Intervista a Gias, Bangladesh, e alla famiglia ospitante

Gias, le cose più belle che hai vissuto con la tua nuova famiglia in nei primi mesi?
"La prima cosa è che mi trovo bene con questa famiglia e con i loro molti amici. La seconda è l’impegno che la mia nuova famiglia ha assunto per aiutarmi a pagare il debito legato al mio viaggio dal Bangladesh all’Italia. La terza è la possibilità che mi è stata offerta di frequentare un corso professionale per diventare cuoco".

Gias, che cosa è cambiato rispetto alla tua precedente esperienza di accoglienza in comunità?
"Sono due esperienze molto diverse. Io preferisco stare in questa famiglia, perché mi sono sentito accolto, capito, aiutato sotto molti punti di vista. Con una famiglia alle spalle è tutto più facile: andare a scuola; frequentare i miei amici e conoscerne di nuovi.
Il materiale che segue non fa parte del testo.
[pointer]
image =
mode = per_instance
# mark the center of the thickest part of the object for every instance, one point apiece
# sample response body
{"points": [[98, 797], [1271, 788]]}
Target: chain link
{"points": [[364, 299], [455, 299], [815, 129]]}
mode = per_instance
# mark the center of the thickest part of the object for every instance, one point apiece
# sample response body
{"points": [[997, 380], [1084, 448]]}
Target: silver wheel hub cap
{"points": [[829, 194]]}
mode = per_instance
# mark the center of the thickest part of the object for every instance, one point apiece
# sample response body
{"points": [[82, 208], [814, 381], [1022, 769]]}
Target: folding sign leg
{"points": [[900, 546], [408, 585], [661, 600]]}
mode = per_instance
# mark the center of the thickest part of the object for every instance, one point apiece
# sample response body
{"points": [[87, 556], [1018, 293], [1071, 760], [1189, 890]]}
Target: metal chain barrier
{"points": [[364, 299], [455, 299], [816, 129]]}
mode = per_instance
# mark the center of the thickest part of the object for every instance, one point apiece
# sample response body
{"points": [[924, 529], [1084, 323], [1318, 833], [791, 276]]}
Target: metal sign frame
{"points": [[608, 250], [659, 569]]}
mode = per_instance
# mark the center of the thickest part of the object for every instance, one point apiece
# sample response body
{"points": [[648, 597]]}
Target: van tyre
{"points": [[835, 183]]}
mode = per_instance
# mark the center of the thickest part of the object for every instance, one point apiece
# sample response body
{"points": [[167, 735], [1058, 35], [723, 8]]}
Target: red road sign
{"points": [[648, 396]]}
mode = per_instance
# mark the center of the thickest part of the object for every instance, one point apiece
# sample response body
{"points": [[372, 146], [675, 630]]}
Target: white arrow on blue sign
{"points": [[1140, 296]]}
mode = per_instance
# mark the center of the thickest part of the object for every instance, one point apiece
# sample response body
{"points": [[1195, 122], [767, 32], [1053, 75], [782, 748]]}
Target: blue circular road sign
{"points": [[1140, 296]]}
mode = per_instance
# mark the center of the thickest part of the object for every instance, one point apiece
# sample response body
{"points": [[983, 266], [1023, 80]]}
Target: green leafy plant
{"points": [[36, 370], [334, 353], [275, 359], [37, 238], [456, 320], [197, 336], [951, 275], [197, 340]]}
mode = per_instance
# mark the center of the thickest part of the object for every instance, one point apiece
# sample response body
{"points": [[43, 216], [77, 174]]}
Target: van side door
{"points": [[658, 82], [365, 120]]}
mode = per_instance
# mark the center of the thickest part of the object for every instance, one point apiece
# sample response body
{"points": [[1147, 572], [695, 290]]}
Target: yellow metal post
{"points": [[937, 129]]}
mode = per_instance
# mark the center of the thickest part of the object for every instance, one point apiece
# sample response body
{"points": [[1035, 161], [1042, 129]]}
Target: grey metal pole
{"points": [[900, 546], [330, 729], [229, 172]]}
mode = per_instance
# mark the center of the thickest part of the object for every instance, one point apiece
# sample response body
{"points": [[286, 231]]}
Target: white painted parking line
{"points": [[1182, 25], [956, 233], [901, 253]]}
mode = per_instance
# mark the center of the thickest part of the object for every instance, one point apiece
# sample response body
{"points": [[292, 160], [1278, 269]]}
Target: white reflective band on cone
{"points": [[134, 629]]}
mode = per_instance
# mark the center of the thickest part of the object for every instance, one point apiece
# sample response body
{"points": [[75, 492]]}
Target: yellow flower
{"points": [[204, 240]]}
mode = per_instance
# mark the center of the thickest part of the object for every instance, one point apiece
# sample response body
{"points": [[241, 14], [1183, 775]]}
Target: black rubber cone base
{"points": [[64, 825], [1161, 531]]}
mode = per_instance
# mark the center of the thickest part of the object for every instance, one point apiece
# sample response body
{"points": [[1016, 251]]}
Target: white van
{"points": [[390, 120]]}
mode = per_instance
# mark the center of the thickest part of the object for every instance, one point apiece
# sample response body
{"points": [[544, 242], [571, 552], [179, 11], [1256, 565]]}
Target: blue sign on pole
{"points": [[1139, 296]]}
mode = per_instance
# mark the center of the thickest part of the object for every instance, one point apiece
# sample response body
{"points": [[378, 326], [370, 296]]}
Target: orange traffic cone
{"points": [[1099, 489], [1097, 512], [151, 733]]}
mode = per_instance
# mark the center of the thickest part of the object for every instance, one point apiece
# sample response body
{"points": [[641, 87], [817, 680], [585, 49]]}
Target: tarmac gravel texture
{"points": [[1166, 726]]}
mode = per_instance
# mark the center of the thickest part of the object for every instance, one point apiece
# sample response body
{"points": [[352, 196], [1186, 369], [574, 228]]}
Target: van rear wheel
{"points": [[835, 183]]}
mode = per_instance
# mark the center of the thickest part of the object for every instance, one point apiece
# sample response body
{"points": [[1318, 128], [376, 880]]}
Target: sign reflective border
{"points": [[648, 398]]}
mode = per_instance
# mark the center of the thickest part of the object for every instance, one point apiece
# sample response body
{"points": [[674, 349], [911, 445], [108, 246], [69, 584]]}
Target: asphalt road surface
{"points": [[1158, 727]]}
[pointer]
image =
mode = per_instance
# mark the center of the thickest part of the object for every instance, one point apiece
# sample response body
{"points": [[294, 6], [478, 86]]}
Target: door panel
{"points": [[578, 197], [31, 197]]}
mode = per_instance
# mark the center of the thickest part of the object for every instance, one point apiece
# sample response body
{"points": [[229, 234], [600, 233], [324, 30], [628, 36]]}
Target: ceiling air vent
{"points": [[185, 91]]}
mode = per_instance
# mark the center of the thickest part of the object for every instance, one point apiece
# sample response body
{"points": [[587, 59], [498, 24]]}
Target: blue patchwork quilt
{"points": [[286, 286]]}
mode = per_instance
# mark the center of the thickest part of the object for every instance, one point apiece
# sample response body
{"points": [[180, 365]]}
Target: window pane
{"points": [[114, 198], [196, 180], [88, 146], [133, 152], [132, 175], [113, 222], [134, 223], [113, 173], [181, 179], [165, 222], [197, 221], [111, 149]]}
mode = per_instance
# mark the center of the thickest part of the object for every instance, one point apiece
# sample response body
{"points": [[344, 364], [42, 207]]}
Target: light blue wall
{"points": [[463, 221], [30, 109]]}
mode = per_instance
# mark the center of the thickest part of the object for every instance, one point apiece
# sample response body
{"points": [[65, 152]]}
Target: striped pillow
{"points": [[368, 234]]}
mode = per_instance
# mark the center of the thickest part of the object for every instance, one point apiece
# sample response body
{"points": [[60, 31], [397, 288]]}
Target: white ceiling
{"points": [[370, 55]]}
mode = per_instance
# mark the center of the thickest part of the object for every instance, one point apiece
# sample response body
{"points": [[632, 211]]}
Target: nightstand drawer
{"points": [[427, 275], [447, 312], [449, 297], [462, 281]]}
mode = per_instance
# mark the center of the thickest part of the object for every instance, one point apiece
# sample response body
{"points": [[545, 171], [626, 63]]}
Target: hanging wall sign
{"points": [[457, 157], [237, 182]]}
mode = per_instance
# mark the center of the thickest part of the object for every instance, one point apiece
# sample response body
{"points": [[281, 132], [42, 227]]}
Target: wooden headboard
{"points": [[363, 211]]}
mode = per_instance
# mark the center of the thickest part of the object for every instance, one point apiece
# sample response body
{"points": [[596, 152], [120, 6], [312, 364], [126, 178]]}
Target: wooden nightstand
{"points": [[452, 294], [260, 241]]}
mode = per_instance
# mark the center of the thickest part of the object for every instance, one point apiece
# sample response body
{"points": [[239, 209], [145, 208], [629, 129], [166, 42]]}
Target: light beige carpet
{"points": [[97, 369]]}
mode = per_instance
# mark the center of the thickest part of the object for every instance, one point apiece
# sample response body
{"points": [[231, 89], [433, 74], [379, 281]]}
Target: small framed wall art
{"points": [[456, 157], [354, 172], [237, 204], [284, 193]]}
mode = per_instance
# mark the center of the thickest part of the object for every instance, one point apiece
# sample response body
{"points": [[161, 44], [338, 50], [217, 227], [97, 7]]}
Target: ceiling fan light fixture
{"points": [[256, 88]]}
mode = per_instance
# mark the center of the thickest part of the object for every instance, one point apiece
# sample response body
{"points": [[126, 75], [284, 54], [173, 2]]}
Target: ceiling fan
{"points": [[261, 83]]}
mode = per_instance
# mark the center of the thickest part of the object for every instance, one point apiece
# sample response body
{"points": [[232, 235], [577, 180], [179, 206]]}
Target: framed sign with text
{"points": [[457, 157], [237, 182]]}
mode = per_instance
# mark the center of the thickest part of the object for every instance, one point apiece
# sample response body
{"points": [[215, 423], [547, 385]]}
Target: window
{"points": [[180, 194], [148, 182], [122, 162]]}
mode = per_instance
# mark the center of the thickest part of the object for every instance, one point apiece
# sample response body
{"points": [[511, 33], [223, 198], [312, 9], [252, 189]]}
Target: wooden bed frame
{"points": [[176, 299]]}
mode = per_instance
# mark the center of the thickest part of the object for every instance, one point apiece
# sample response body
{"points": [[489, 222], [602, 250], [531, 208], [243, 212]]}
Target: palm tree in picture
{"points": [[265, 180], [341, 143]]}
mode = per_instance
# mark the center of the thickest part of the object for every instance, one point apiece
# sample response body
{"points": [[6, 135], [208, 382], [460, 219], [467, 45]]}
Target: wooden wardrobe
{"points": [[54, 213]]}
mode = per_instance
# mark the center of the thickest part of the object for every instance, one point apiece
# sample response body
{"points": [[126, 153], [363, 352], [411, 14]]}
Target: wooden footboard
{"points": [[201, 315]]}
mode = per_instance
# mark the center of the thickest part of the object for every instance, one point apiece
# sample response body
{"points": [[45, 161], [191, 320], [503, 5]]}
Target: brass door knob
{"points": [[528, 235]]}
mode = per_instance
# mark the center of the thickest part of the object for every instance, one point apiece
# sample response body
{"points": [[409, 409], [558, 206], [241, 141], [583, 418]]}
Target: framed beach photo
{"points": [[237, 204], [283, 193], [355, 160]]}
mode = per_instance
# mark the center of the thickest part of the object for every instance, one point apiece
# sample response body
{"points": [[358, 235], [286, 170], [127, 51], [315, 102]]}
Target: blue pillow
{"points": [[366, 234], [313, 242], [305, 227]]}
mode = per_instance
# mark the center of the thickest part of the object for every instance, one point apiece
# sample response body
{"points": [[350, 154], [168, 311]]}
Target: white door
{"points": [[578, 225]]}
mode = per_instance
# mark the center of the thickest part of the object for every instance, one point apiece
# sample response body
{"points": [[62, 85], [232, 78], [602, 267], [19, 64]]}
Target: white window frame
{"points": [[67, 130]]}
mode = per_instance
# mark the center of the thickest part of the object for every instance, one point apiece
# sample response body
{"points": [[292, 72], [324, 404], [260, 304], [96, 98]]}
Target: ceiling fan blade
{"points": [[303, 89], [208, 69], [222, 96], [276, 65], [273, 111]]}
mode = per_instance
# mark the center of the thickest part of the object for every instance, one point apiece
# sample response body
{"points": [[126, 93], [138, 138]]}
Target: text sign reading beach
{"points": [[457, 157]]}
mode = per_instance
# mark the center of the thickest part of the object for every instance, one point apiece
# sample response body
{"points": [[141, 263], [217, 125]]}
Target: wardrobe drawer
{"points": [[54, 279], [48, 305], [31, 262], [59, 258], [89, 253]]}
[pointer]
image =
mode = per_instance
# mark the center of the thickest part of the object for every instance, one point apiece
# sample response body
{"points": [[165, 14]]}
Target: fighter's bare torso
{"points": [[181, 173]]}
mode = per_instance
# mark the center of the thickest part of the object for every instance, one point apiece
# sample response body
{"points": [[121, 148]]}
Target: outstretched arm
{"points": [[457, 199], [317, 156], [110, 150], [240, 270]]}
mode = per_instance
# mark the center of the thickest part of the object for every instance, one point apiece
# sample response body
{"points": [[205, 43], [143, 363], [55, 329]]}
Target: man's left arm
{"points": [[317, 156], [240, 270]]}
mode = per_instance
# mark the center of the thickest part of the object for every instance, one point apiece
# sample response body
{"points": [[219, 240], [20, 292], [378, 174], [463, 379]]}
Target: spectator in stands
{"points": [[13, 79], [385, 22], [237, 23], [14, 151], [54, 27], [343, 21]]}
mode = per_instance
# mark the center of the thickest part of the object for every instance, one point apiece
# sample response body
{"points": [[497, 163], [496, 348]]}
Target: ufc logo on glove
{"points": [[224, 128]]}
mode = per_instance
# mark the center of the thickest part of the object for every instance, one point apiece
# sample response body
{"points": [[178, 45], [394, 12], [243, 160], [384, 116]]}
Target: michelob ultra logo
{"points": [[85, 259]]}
Insomma, qui non mi sento trattato come uno straniero".

Emanuela e Raffaele, che cosa è cambiato nella vostra famiglia con l’arrivo di Gias?
"Tutto. Prima, quando non c’era Gias facevamo anche fatica a tornare a casa, perché eravamo molto proiettati sul lavoro. Gli impegni esterni erano la nostra priorità. Adesso non  parliamo più solo di lavoro. Sentiamo la responsabilità di avere una persona a casa che ha  bisogno di noi. Gias ha 18 anni: le sue necessità, la sua voglia di vivere sono molto diverse dalle nostre. Lui è una persona positiva, sempre sorridente. Ah, abbiamo dovuto cambiare completamente la nostra dieta alimentare. Adesso si mangia pollo e verdure, poi verdure e pollo e qualche volta anche pesce".

Gias, che cosa ti colpisce di Emanuela e Raffaele?
"Mi hanno accolto con molto amore. Poi, di loro mi piace tutto".

Emanuela e Raffale, che cosa vi piace di Gias?
"Ci è piaciuto sin da subito per la sua gentilezza. Ha il suo carattere: è molto diverso da  come ci era stato descritto. È uno che ha le sue idee. Dopo una fase di studio, è una persona che si fida degli altri. È un ragazzo coraggioso, molto sensibile e molto rispettoso.  Ha grande attenzione verso chi è più in difficoltà. Non dice mai di no, specialmente ai suoi amici: si preoccupa sempre per gli altri e solo dopo pensa a sé. È molto intelligente e speriamo che riesca a coltivare le sue tante capacità. È bravo a cucinare, a pescare, a coltivare".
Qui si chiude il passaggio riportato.